The U.S. Chamber of Commerce’s Institute for Legal Reform has published a report calling out plaintiff’s attorneys for filing hundreds or thousands of similar demands against a defendant in arbitration proceedings that force defendants to settle claims in a form of “blackmail.”
A copy of the report can be accessed by clicking here.
Attorneys in the accounts receivable management industry have noted an uptick in the number of arbitration claims being filed by consumers and plaintiff’s attorneys, especially in the wake of rulings from across the country determining that plaintiffs don’t have standing to sue in federal court for alleged violations of the Fair Debt Collection Practices Act. The costs to arbitrate a case can be just as high as defending a case in federal or state court, leaving the defendant with the choice of paying money to settle a case — and potentially painting a target on its back for similar claims — or spending tens of thousands of dollars to defend itself.

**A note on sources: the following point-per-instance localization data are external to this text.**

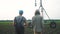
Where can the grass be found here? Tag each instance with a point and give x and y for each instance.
(8, 28)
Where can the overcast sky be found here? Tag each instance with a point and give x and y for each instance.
(10, 8)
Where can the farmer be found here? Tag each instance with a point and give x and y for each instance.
(19, 23)
(37, 23)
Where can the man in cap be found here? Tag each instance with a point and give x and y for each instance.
(19, 23)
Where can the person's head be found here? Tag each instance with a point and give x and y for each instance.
(37, 12)
(20, 12)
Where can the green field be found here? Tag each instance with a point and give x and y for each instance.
(8, 28)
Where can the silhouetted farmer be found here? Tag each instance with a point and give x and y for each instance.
(19, 23)
(37, 23)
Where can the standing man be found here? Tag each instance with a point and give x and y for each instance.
(19, 23)
(37, 23)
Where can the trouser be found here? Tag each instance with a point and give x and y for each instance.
(19, 30)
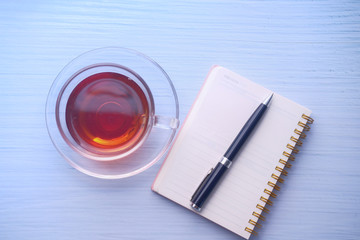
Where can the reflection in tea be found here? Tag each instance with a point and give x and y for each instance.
(107, 111)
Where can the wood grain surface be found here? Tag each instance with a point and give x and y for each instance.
(307, 51)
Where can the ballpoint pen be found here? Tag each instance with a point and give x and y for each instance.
(214, 175)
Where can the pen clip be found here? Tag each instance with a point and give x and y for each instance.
(202, 183)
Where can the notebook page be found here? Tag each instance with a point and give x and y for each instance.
(223, 106)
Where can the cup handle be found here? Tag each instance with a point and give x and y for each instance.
(166, 122)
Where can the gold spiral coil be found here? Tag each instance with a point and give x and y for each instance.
(289, 156)
(249, 230)
(281, 170)
(259, 216)
(255, 224)
(296, 140)
(292, 149)
(271, 194)
(300, 133)
(266, 201)
(306, 127)
(276, 187)
(286, 164)
(277, 178)
(262, 208)
(307, 118)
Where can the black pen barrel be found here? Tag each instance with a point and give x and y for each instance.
(245, 132)
(207, 186)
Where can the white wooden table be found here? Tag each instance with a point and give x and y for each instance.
(307, 51)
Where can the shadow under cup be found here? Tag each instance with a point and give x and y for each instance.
(112, 113)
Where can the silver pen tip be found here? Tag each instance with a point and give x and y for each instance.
(267, 100)
(193, 205)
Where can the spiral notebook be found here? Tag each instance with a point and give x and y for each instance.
(224, 104)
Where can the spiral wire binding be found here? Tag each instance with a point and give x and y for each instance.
(279, 170)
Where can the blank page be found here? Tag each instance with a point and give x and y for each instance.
(224, 104)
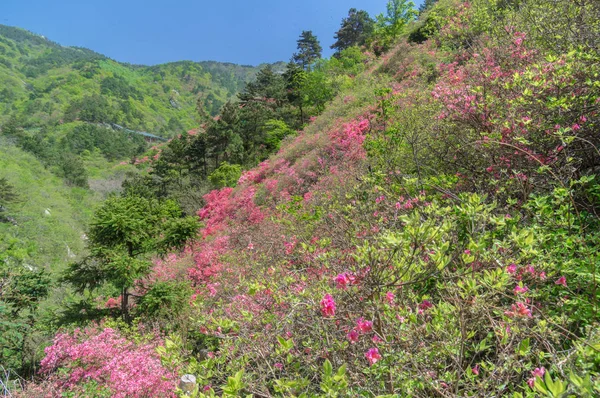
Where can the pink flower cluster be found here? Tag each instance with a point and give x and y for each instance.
(328, 306)
(345, 279)
(127, 369)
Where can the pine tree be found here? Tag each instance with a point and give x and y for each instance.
(309, 49)
(355, 30)
(125, 233)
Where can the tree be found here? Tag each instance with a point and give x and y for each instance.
(309, 49)
(295, 78)
(125, 232)
(355, 30)
(391, 25)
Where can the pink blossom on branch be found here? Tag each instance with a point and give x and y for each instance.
(373, 355)
(538, 372)
(328, 306)
(364, 326)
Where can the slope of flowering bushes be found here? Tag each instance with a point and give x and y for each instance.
(100, 362)
(433, 233)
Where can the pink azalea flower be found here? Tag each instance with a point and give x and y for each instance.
(372, 355)
(538, 372)
(389, 296)
(344, 279)
(520, 289)
(425, 305)
(561, 281)
(519, 310)
(352, 336)
(364, 326)
(328, 306)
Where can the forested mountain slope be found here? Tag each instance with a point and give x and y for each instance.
(432, 229)
(44, 83)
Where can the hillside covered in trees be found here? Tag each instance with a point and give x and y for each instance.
(416, 216)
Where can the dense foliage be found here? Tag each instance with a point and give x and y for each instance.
(420, 224)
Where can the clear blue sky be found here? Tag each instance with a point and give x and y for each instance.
(156, 31)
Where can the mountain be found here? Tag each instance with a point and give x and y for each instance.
(46, 84)
(431, 229)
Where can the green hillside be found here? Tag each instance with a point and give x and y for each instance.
(45, 84)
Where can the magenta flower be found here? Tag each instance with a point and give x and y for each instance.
(389, 296)
(519, 310)
(352, 336)
(328, 306)
(372, 355)
(425, 305)
(344, 279)
(364, 326)
(520, 289)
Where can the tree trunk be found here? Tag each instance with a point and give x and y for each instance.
(125, 305)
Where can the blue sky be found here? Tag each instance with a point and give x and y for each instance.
(156, 31)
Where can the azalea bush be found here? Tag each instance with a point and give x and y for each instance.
(433, 233)
(100, 362)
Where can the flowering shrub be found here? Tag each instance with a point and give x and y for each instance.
(124, 368)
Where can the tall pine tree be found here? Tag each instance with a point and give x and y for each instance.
(309, 50)
(355, 30)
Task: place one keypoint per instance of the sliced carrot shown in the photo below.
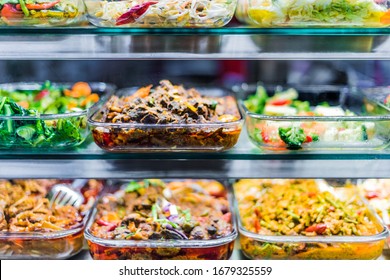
(82, 89)
(24, 104)
(91, 98)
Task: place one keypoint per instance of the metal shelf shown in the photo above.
(220, 43)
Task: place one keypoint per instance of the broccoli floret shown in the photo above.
(256, 103)
(292, 136)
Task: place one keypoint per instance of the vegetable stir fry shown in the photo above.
(377, 192)
(25, 119)
(300, 207)
(25, 208)
(39, 11)
(162, 13)
(303, 210)
(366, 13)
(168, 117)
(151, 209)
(295, 134)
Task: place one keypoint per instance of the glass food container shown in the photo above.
(259, 246)
(363, 124)
(308, 13)
(160, 13)
(242, 12)
(49, 131)
(48, 245)
(212, 249)
(42, 13)
(133, 137)
(377, 193)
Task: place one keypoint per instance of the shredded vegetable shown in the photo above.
(319, 12)
(14, 12)
(163, 13)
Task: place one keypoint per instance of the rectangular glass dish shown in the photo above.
(46, 13)
(58, 131)
(315, 246)
(219, 248)
(61, 244)
(160, 13)
(333, 13)
(377, 193)
(141, 137)
(363, 125)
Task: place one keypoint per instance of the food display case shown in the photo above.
(131, 41)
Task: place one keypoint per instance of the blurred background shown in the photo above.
(190, 72)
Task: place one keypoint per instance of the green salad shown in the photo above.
(47, 116)
(309, 130)
(14, 12)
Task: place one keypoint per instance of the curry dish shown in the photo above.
(167, 117)
(32, 228)
(305, 208)
(156, 211)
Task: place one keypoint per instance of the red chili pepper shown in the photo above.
(308, 139)
(280, 102)
(107, 139)
(371, 195)
(41, 95)
(227, 217)
(134, 13)
(318, 228)
(110, 226)
(9, 11)
(43, 6)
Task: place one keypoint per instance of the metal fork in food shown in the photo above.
(65, 194)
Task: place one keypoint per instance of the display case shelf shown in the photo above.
(180, 43)
(243, 161)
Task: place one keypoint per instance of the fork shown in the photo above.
(67, 194)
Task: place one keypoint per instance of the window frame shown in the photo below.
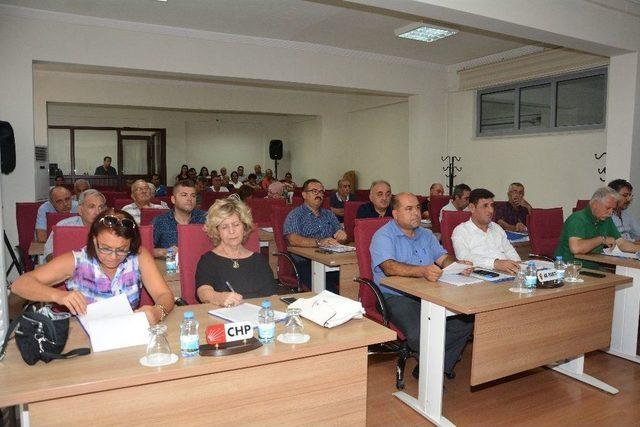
(553, 81)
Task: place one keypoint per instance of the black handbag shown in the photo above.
(41, 335)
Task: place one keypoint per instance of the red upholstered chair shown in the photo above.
(148, 215)
(350, 211)
(287, 273)
(436, 203)
(545, 226)
(370, 295)
(26, 213)
(55, 217)
(261, 210)
(192, 243)
(450, 220)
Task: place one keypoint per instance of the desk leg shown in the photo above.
(574, 368)
(626, 307)
(432, 334)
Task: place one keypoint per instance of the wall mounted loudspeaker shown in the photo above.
(7, 148)
(275, 149)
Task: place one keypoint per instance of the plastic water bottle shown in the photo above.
(266, 323)
(530, 277)
(560, 267)
(170, 260)
(189, 335)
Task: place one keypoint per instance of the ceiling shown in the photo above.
(327, 22)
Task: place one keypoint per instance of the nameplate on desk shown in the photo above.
(229, 332)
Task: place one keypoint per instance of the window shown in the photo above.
(569, 102)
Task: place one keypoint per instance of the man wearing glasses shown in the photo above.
(311, 226)
(622, 218)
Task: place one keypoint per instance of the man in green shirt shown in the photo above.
(591, 229)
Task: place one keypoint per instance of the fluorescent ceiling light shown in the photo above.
(424, 33)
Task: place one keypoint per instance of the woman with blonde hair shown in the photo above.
(230, 272)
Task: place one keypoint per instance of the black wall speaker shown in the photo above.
(275, 149)
(7, 148)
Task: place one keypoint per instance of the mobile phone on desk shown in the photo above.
(288, 300)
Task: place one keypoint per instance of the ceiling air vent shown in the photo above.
(42, 153)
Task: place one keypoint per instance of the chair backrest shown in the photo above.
(350, 211)
(147, 215)
(192, 243)
(450, 221)
(545, 226)
(436, 203)
(55, 217)
(26, 213)
(261, 210)
(120, 203)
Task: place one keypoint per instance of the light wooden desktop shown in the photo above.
(513, 332)
(346, 263)
(321, 382)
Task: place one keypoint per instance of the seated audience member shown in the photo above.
(403, 248)
(311, 226)
(482, 241)
(230, 272)
(460, 201)
(589, 230)
(216, 185)
(105, 168)
(184, 173)
(59, 201)
(343, 194)
(245, 192)
(275, 190)
(512, 216)
(161, 190)
(141, 195)
(380, 201)
(625, 222)
(258, 171)
(268, 179)
(91, 203)
(252, 182)
(288, 181)
(436, 189)
(165, 226)
(235, 181)
(79, 186)
(112, 263)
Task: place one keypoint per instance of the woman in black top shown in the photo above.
(230, 272)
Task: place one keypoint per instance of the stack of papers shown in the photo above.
(111, 324)
(328, 309)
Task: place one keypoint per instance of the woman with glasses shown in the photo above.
(230, 272)
(113, 262)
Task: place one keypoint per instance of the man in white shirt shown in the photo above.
(141, 195)
(460, 201)
(482, 241)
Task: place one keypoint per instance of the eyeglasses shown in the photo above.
(113, 222)
(110, 251)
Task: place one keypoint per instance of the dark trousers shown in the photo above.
(404, 312)
(303, 265)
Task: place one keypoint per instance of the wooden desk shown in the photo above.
(346, 263)
(323, 381)
(513, 332)
(626, 308)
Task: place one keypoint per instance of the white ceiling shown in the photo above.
(327, 22)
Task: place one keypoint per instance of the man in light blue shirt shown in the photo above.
(625, 222)
(403, 248)
(59, 201)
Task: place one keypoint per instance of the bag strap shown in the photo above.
(7, 337)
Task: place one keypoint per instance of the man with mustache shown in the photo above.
(311, 226)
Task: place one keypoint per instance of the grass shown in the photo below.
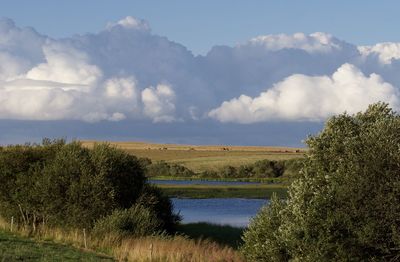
(224, 191)
(17, 248)
(64, 242)
(205, 158)
(222, 234)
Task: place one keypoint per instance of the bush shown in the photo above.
(69, 185)
(136, 221)
(162, 168)
(344, 207)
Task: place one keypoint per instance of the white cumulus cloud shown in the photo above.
(159, 103)
(385, 51)
(302, 97)
(316, 42)
(120, 73)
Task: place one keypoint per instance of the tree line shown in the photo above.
(65, 184)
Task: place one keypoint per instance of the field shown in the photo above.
(17, 248)
(224, 191)
(204, 158)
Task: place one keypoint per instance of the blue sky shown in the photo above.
(199, 25)
(202, 72)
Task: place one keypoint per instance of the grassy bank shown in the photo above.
(17, 248)
(69, 245)
(224, 191)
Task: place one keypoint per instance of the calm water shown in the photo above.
(198, 182)
(224, 211)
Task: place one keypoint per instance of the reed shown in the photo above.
(152, 248)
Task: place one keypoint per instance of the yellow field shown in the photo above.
(201, 158)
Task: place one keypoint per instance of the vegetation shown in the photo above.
(225, 191)
(205, 158)
(17, 248)
(344, 207)
(67, 185)
(148, 248)
(260, 170)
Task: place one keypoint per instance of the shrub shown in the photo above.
(344, 207)
(69, 185)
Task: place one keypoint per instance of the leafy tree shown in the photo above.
(70, 185)
(345, 206)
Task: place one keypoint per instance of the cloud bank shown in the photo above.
(125, 72)
(313, 98)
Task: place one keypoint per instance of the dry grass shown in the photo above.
(202, 158)
(157, 248)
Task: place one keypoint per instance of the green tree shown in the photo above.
(345, 205)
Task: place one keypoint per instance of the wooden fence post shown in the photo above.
(151, 252)
(84, 238)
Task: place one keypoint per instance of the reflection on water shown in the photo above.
(224, 211)
(199, 182)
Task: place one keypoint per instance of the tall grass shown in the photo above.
(152, 248)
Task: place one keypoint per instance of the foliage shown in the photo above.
(162, 168)
(64, 184)
(344, 207)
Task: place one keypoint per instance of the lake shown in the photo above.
(199, 182)
(223, 211)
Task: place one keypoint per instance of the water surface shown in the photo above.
(223, 211)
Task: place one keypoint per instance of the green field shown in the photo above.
(205, 158)
(224, 191)
(16, 248)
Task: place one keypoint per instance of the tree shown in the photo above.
(345, 205)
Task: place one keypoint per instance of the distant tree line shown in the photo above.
(65, 184)
(345, 204)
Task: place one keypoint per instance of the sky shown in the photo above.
(205, 72)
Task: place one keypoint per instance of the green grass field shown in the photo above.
(224, 191)
(204, 158)
(16, 248)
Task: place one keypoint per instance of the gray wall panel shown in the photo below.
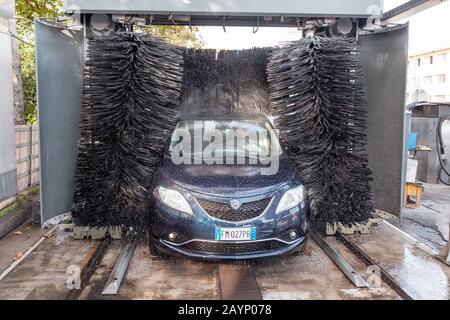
(59, 56)
(356, 8)
(8, 183)
(384, 57)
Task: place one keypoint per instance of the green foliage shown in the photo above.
(26, 11)
(22, 199)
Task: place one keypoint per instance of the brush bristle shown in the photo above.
(132, 85)
(319, 105)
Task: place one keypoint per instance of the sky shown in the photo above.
(429, 31)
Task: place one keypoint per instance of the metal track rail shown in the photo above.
(120, 268)
(340, 261)
(386, 277)
(90, 268)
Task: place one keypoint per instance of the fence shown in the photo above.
(27, 156)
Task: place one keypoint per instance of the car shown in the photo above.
(227, 209)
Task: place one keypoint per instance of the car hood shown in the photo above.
(227, 180)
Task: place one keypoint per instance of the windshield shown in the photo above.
(219, 138)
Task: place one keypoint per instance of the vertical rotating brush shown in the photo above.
(318, 103)
(225, 81)
(132, 85)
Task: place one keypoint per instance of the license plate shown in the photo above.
(235, 234)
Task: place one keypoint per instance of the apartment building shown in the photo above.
(429, 77)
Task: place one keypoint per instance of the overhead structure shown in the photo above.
(408, 9)
(225, 12)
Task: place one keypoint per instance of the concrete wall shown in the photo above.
(8, 175)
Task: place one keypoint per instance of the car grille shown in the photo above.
(223, 210)
(231, 249)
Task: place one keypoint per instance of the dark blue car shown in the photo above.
(226, 190)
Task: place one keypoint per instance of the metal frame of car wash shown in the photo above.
(61, 54)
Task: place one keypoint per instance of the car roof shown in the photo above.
(223, 116)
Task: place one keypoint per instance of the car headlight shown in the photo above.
(291, 199)
(173, 199)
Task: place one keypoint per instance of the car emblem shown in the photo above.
(235, 204)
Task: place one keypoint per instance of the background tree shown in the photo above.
(27, 10)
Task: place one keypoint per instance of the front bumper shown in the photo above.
(216, 250)
(196, 231)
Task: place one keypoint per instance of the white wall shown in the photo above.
(8, 184)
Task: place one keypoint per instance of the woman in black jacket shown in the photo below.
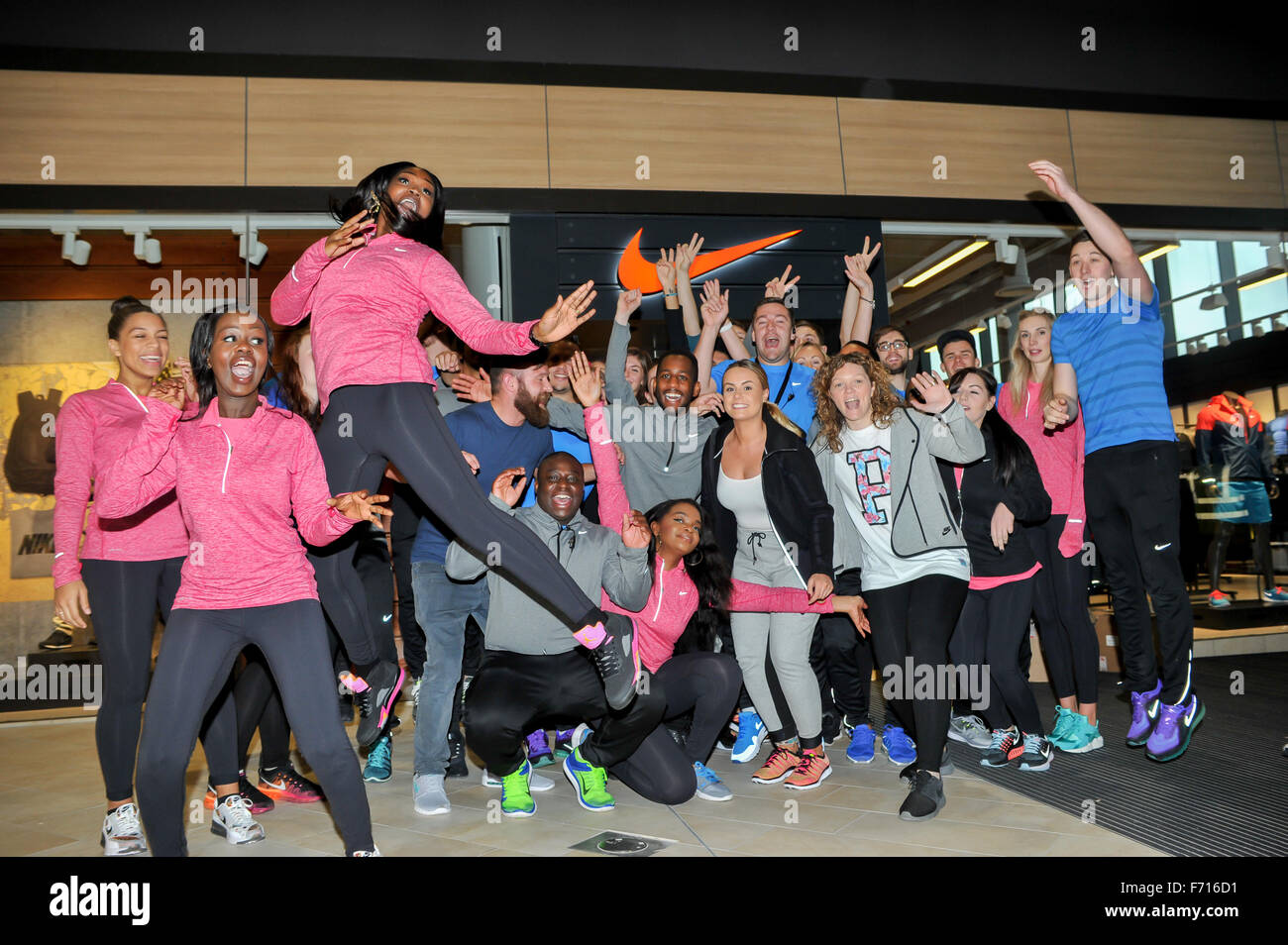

The only group that does not benefit from the arbitration process is plaintiff’s attorneys, the report argues. So they have turned to filing mass arbitration claims, which triggers an “immediate, massive bill to businesses for arbitration fees,” leaving the company with the decision to settle or pay the fees to try and defend itself.
The report suggests using a bellwhether arbitrations to arbitrate a select group of test cases and then use the ruling on the merits to settle all of the remaining cases, or choose another group of cases to arbitrate.